虚呼吸を使う
まずは閉吸開呼
ここで閉吸開呼をやってみよう。まずはゼロスリー。ヘイキュウで仙節へ意識を吸い集め、カイコで仙節から全身へ吐き広げる。慣れてきたら「まわりの風景と仙節」の間で意識を開閉し、やがて「天地球と仙節」で開閉、と徐々にスケールを大きくしていく。
このときもわずかに微細なキメラダンスをかけておくといい。背骨が動くというより、天地芯そのものがキメラダンスを舞うとイメージすればいいだろう。壮大にして繊細なキメラダンスを楽しもう。
歩く呼吸で身につけた影添いの閉吸開呼は、立位でも使える。むしろ立位のほうが簡単に感じられるはずだ。ひたすら呼吸の出入りを観察し、息が入るとき「ヘイキュウ」、出るときには「カイコ」とつぶやく。呼吸を操作するのではなく、ただ観察するのはここでも同じだ。
先にも述べた通り、立位は歩位よりも集中力が高い。また静止状態のため心拍数も少ない。だから影添いでなく、呼吸操作をすることもできる。そこで閉吸開呼のバリエーションとして、意主息従も試してみよう。
といっても複雑な呼吸法をする必要はない。これまでは自然呼吸をただ観察していたのだが、それを少しだけ伸ばしてみるのだ。ゆったりと吸いながら「ヘイキュウ」、のんびり吐きながら「カイコ」を心で唱える。けっして無理に呼吸を伸ばさない。あくまでも気持ちよさを感じる範囲で長く深い呼吸を心がける。
自分でも驚くほど長い呼吸になる場合がある。たとえばヘイキュウで長〜く吸っている。
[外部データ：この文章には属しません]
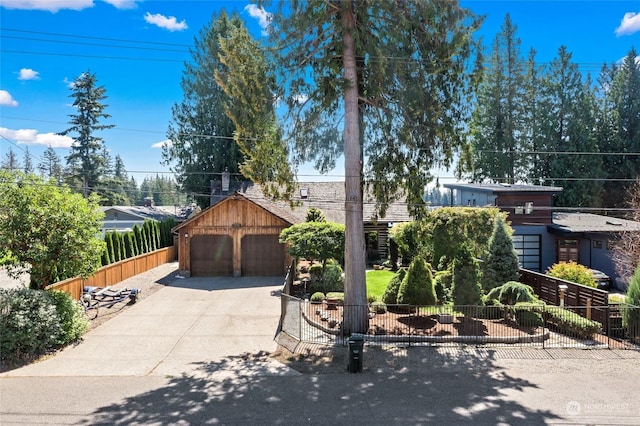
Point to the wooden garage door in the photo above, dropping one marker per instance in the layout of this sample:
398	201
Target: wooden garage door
211	255
262	255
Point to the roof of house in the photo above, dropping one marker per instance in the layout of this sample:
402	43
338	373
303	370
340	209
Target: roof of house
143	212
496	188
587	222
328	197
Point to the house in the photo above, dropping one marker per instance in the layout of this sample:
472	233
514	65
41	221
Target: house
123	218
541	236
238	233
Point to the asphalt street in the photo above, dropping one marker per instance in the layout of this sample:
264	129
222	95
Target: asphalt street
198	352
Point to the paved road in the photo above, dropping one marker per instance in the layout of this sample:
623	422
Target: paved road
195	352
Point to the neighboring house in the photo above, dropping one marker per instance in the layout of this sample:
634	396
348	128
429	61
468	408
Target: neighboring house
123	218
238	234
541	236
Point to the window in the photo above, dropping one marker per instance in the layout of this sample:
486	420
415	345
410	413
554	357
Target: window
528	249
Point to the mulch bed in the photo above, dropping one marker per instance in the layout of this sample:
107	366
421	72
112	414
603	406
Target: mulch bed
396	324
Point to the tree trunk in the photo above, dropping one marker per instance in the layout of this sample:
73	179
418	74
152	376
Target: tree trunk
356	319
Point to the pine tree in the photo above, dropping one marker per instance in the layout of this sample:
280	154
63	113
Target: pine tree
50	166
466	290
86	159
501	264
417	286
496	122
200	131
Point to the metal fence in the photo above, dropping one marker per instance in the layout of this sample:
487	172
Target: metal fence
522	325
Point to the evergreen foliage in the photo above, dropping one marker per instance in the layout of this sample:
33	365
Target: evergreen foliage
574	272
390	295
46	227
501	264
417	286
631	309
466	288
202	112
86	161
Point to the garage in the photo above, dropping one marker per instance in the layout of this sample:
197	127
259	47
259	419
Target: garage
236	236
211	255
262	255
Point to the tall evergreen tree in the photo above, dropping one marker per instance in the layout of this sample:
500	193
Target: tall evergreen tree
247	78
27	162
497	119
86	161
625	93
572	108
50	165
11	161
394	76
201	134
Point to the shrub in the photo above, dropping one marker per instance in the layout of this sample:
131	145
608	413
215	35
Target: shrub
417	285
501	264
574	272
631	309
29	322
390	295
73	320
443	280
466	289
528	318
332	278
315	273
379	307
336	295
570	323
318	296
511	293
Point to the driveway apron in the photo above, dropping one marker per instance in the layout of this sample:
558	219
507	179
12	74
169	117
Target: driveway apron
176	329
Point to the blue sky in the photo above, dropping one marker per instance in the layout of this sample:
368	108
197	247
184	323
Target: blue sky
137	50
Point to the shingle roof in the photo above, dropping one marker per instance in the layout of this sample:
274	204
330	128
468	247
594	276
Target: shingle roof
587	222
498	188
329	197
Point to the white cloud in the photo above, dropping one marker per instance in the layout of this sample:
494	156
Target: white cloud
122	4
6	99
263	17
28	74
630	24
170	23
32	137
162	144
49	5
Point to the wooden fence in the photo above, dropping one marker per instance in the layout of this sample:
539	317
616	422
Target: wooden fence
116	272
587	301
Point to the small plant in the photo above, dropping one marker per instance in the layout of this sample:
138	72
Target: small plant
317	297
390	295
73	321
417	285
574	272
378	307
29	322
528	318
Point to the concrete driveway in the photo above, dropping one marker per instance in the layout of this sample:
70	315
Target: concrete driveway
186	323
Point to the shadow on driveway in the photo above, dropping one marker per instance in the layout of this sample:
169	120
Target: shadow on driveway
447	389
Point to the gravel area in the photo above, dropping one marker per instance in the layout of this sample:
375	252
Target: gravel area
147	283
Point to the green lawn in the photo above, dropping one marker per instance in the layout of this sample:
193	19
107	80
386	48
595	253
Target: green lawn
377	282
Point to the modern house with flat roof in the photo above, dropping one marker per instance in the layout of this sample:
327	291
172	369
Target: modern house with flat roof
542	236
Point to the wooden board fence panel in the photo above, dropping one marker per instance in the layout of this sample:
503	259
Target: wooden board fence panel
117	272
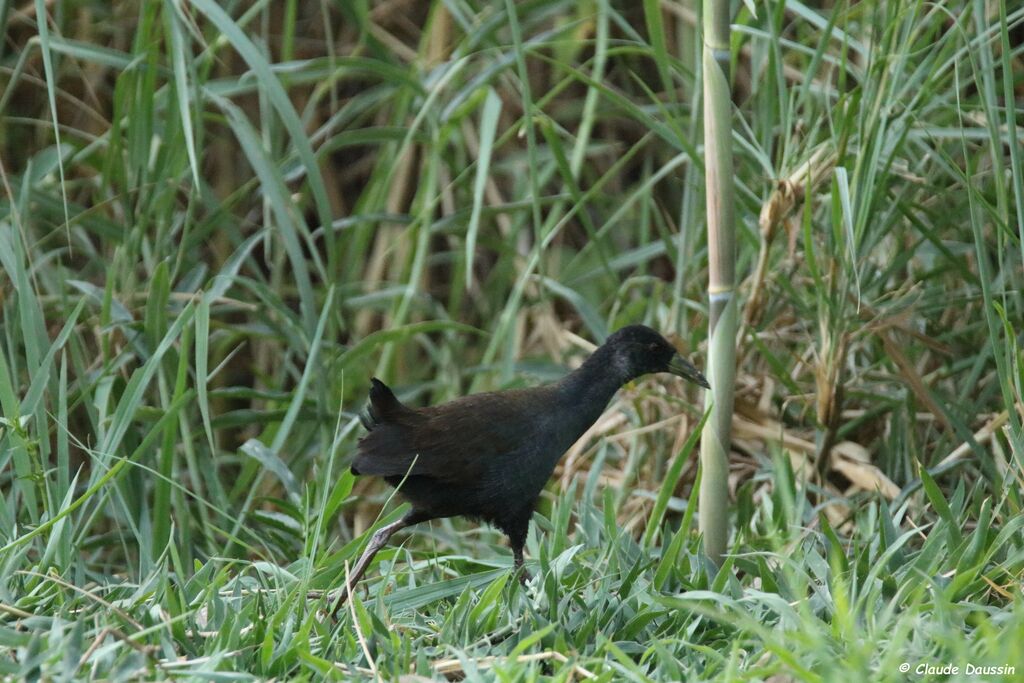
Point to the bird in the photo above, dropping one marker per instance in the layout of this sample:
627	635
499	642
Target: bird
487	456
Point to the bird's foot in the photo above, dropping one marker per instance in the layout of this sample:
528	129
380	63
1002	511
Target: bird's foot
523	575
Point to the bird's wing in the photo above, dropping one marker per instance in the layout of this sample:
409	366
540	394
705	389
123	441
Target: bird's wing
454	441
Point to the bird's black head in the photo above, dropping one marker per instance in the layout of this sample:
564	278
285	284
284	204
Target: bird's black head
636	350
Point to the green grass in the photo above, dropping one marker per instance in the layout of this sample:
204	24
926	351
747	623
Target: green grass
218	220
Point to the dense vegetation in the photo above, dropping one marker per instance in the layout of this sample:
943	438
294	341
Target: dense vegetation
218	220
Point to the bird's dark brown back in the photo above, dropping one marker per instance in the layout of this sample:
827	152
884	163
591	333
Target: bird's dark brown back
462	440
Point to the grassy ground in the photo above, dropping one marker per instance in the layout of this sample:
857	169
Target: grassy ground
217	220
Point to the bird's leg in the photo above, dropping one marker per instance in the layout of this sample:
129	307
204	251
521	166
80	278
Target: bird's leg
378	541
517	539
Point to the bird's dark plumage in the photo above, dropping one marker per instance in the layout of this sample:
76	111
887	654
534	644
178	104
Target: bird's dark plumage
487	456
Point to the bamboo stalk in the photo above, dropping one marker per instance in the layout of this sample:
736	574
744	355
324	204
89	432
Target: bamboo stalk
715	438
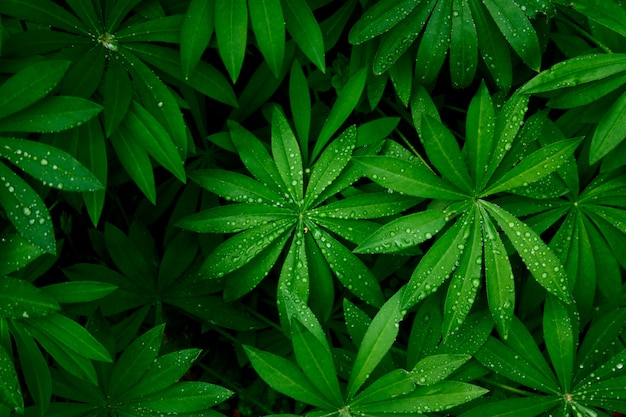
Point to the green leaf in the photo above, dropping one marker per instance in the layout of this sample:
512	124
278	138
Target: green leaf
268	25
30	85
443	151
576	71
517	30
48	164
535	166
379	19
305	30
69	334
607	13
540	260
559	337
45	12
52	114
184	397
610	132
285	377
479	133
515	407
397	40
438	263
232	218
378	339
231	29
436	368
117	93
26	211
135	161
16	252
330	164
196	32
163	372
464	283
407	177
493	47
434	44
499	277
316	360
349	269
158	100
365	206
33	367
346	102
242	248
10	392
287	157
300	102
394	384
444	395
136	359
506	362
463	45
20	299
236	187
78	292
245	279
404	232
154	139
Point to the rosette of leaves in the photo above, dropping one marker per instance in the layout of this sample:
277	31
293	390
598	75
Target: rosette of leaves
464	27
26	106
148	282
116	61
497	156
593	85
288	208
30	320
139	383
566	378
310	375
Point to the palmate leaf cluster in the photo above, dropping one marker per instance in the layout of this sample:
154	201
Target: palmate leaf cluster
223	207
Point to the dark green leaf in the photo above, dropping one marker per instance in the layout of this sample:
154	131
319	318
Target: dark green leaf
404	232
346	102
268	25
378	339
196	33
407	177
136	359
10	392
316	360
231	29
305	30
379	19
285	377
52	114
30	85
48	164
26	211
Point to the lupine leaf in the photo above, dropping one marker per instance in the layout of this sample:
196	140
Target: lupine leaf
231	28
285	377
48	164
30	85
305	30
346	102
268	26
196	32
377	341
26	211
53	114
もうそろそろ苦しくなるなと思うところで折り返し、カイコとつぶやきつつ吐いていく。これはこれで素晴らしい呼吸法だと思う。
虚呼吸を使う
このとき虚呼吸を使うと、さらにハイレベルな呼吸体験を得られる。虚呼吸は実呼吸に対する概念だ。実際に空気が入ったり出たりするのが実呼吸、空気の出入りはないけれども身体が吸うあるいは吐く態勢のときを虚呼吸と呼ぶ。
たとえば息を吸いきった状態で、喉を開けたまま一瞬空気の動きを止めてみよう。そのとき、身体は吸気の運動を続けている。そうでなければ空気が勝手に出ていってしまうはずだ。この「吸っているのに空気が入って来ない」状態を虚吸気と呼ぶのだ。
吐く場合も同様である。息を吐ききった状態で、喉を開けたまま一瞬空気の動きを止める。身体は吐く運動を続けているが、空気は出ていない。これが虚呼気である。吸いきった状態でも吐ききった状態でも、喉を開けて空気の動きを止める時間を長くしていくと、いっそう虚呼吸がよく理解できるはずだ。
虚実分立から継息へ
それをさらに進めると、「吸っているのに空気が出る」「吐いているのに空気が入る」という逆転状態も体験できる。少しやってみよう。ヘイキュウと唱えながら仙節へ向かって閉じながら吸っていく。そして意識では「閉吸」を続けながら、身体では空気を出していくのだ。つまり虚吸気で実呼気という状態になる。これを虚実分立と呼ぶ。
けっして簡単なテクニックではないので、取り組む場合は時間をかけて自己観察していただきたい。虚実分立ができるようになると、吸気も呼気も(理論的には)無限に伸ばしていくことができる。どうしてそんなことが起きるのか。
たとえば2分間息を吸うとしよう。ふつうは2分も吸い続けることはできないだろう。しかし途中に虚吸気をはさむ。つまり意識は2分間吸い続けている、実際には途中で息をつぐのだ。「もう吸えない」という限界が来たら、少しだけ息をもらして、そこからまた吸い始める。一瞬の実呼気を入れるが、意識は吸い続けているわけだ。
このテクニックを継息(けいそく)と呼ぶ。これを使えば5分でも10分でも吸い続けることができる。吐くのも同様だ。さあこれから30分吐こうということも、やる気になればできる。ようするに身体の呼吸と、意識の呼吸を別々に操作するのである。
虚実分立はじつに奥深い技術である。本来は身体運動と意識運動を別々に操作するためのものだが、ここではこれ以上深入りしない。ひとまず立位の閉吸開呼をゆったり行なうことに使ってみていただきたい。